By Joe Capozzi

For the second time in less than five years, the South Palm Beach Town Council gave preliminary approval to an ordinance that will raise the salaries of the mayor and council members. 
If the measure is approved on second reading Oct. 12, the monthly salaries for mayor and four council members will double — to $1,000 for the mayor and $600 for the council — the next time they win election.
“I don’t think it’s an extreme amount of money,’’ Mayor Bonnie Fischer said at a workshop Sept. 10, three days before the council voted 4-1 to pass the ordinance on first reading. 
Councilman Mark Weissman voted against the measure, not because he opposes the raises but because he thinks the town charter should include language for determining pay increases for the mayor and council.
In 2017, the council voted to raise the mayor’s salary to $500 from $250 and the council members’ to $300 from $250. 
The council salaries had effectively been $250 since 1995; the salaries went up to $300 around 2006 before the council reduced its monthly pay by $50 in 2011 because of the economic effects of the mortgage crisis, Town Manager Robert Kellogg said. 
Before 1995, the council members had been receiving $150 a month since 1972, he said. 
“I certainly think it’s time for a raise,’’ Councilman Bill LeRoy said. “We are underpaid and we’re going to be underpaid again if we don’t change this.” 
Vice Mayor Robert Gottlieb agreed. “It should have been done a long time ago,’’ he said.
If the raises are passed, they wouldn’t take effect until after the March elections and only for the three seats up for that election: the mayor’s post and the council seats held by Weissman and LeRoy.
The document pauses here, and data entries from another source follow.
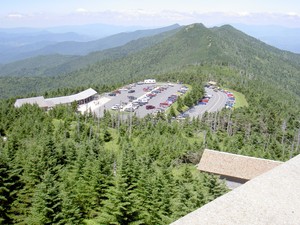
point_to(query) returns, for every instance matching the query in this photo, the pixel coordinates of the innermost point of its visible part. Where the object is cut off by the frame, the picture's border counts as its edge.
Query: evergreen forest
(62, 167)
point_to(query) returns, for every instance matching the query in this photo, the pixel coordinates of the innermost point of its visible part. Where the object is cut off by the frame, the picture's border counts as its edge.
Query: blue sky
(38, 13)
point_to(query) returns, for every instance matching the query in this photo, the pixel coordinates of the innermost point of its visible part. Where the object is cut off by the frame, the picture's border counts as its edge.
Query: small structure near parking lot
(47, 103)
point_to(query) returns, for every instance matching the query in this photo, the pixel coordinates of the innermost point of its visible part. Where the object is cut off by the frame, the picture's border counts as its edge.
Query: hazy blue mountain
(51, 65)
(278, 36)
(83, 48)
(193, 45)
(17, 47)
(95, 30)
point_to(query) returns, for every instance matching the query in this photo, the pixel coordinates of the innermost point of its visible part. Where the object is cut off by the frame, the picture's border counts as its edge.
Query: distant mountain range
(281, 37)
(164, 52)
(40, 43)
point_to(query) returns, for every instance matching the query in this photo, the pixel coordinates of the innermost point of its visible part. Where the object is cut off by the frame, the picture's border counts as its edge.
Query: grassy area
(240, 99)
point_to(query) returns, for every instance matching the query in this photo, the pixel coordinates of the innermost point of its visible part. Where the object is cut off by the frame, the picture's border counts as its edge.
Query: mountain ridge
(189, 45)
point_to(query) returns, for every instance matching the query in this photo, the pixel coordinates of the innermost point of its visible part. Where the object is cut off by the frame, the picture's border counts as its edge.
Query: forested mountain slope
(190, 45)
(61, 167)
(51, 65)
(83, 48)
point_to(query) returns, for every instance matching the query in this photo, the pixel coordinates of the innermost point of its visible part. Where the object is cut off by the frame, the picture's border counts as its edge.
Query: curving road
(216, 103)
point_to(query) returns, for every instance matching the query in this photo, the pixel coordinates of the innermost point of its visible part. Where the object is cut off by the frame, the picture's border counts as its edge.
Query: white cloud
(81, 10)
(15, 15)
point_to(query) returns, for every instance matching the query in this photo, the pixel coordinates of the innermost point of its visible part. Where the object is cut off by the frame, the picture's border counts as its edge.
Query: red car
(150, 107)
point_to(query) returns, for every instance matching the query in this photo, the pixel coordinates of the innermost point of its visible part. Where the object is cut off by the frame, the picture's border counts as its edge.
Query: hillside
(196, 45)
(62, 167)
(14, 47)
(169, 51)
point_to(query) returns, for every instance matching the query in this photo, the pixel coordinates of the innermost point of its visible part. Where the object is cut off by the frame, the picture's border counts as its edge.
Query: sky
(148, 13)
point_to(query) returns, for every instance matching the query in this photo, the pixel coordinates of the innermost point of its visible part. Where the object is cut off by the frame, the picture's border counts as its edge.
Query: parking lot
(130, 99)
(120, 102)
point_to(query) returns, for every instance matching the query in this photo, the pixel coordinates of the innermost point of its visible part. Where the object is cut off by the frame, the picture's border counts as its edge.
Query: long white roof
(35, 100)
(50, 102)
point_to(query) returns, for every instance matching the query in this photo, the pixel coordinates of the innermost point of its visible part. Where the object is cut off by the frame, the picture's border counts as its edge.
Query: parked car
(150, 107)
(131, 97)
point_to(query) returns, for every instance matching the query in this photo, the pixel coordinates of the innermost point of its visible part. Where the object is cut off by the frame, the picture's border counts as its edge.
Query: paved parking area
(141, 111)
(106, 102)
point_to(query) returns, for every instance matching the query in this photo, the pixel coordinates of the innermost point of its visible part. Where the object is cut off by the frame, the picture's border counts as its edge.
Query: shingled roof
(271, 198)
(232, 165)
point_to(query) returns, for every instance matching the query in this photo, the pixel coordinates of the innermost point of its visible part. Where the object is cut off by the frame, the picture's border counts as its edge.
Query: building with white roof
(81, 98)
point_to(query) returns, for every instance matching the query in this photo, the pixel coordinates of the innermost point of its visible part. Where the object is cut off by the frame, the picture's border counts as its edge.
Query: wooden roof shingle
(232, 165)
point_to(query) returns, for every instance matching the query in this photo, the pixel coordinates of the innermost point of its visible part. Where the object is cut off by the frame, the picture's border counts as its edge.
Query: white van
(150, 81)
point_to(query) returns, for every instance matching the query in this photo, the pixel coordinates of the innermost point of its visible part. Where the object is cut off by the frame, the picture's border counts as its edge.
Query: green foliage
(59, 167)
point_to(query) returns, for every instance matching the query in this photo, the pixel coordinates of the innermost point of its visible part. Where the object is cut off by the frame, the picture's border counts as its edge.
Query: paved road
(216, 103)
(141, 111)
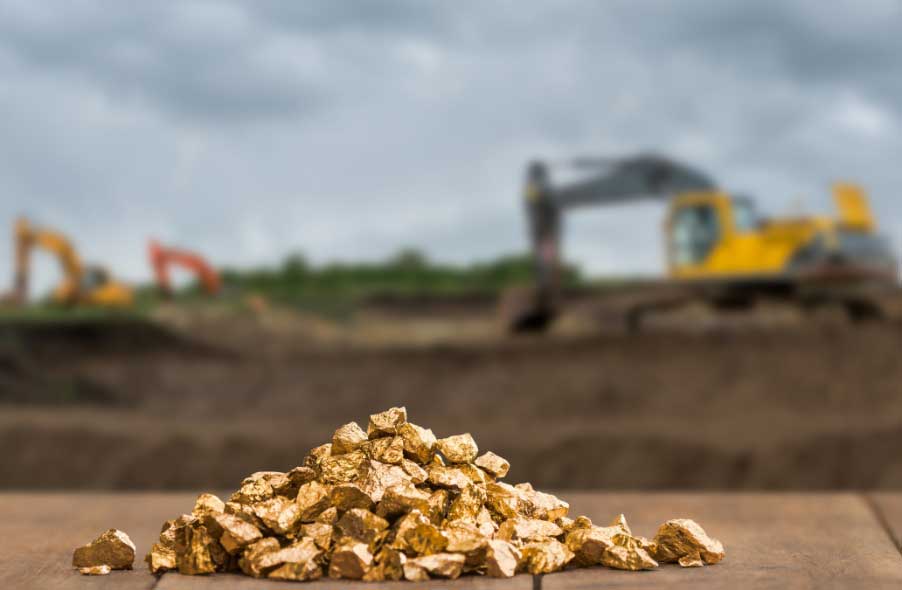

Those raises would cost the town about $6,600 in the budget year that starts Oct. 1.
The other council seats, held by Gottlieb and Ray McMillan, wouldn’t get the pay raises until after those spots come up for election in March 2024.
At LeRoy’s request, the council will discuss at its next meeting Oct. 12 whether council members should return some of their monthly salaries if they are out of town or away from meetings for an extended time. 
In other business, the town will negotiate a contract with the architectural firm Synalovski Romanik Saye to design options for a new Town Hall.
SRS, based in Fort Lauderdale, was ranked first by the Town Council among four firms that gave presentations at a special meeting Sept. 22. The other firms, in order of their rankings, were Song & Associates, CPZ Architects and Knight Architects.
The council could consider the contract as early as its October meeting. If the council votes to hire the firm, it will mark the fourth time in six years, and first since March 2020, the town will take a hard look at renovating the existing 45-year-old building or building a new one. Since 2016, the town has spent about $55,000 to study the idea.
• Council members asked the Palm Beach County Sheriff’s Office to enforce an ordinance that bans dogs on public beaches. Deputies have been issuing warnings, but Fischer said she still sees too many people with dogs at the beach and in the water, which she fears will attract sharks and endanger swimmers.
“I say fine them now,’’ LeRoy said, referring to the $150 cost for each violation. “Give them a ticket. They’ll tell their friends. If they’re just being warned, they continue to do it.’’
• The council approved a sewer rate of $2.53 per fixture, the same rate as last year. The vote on Sept. 13 came after an August public hearing and proper notification to residents. Eighteen months ago, the Inspector General faulted the town for improperly billing residents for a sewer rate increase during a three-year period beginning in October 2016. The IG said the town failed to adequately notify water customers of rate increases, as required by state law. As a result the town agreed to refund $455,000 to customers through credits on their sewer bills this year.
• The council approved a $2.245 million budget with a tax rate of $3.50 per $1,000 of assessed value. Last year’s tax rate was 3.54, but town property values went up 4% this year.